I have some stored procedures that create tables that we use for validation purposes. Most of these tables get dropped on the procedure next execution.
I created these procedures and when I run them they run fine, but my problem is that now we want someone else to run those procedures, but they can't.
After some research, I found out that problem was that the stored procedure is trying to write into my schema, so since the users didn't have access to my scheme, they would get that insufficient privileges error.
Is there any way that the stored procedure would create tables into the scheme from where the stored procedure was called from rather than the schema belonging to whomever created the stored procedure?
Here is a small stored procedure I created for testing:
CREATE OR REPLACE PROCEDURE XXX.SP_TMP_TEST ()
LANGUAGE SQLSCRIPT
SQL SECURITY INVOKER AS
BEGIN
CALL XXX.SP_DROP_TABLE_IF_EXISTS ('TMP_TEST');
CREATE COLUMN TABLE TMP_TEST (TEST INTEGER);
END
GRANT EXECUTE ON XXX.SP_TMP_TEST TO USER_B;
Let's say USER_A creates this stored procedure in Schema XXX
Now every time USER_A calls it, table TMP_TEST gets created into USER_A schema.

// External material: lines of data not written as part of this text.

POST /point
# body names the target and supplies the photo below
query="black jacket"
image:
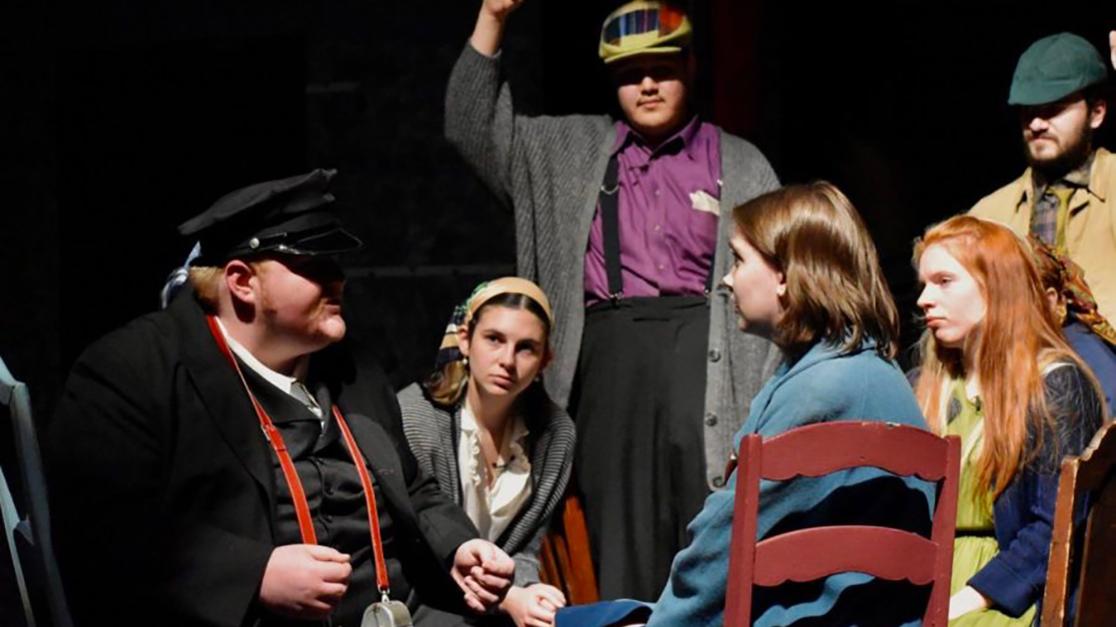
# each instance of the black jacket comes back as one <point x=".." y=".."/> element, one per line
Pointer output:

Let's say USER_B tries to run it. They would get an error saying two tables with the same name can not exist. This is because the stored procedure to drop the table drops the table from USER_B's schema, but the create table tries to create the table on USER_A's schema.
The only way for this to work is to change SQL_SECURY TO DEFINER, but that would let USER_B create tables into USER_A's schema, and I want the tables to be created into USER_B's schema or USER_C or D, whoever calls the stored procedure.
I hope that makes sense.
Thanks in advance for your time and help.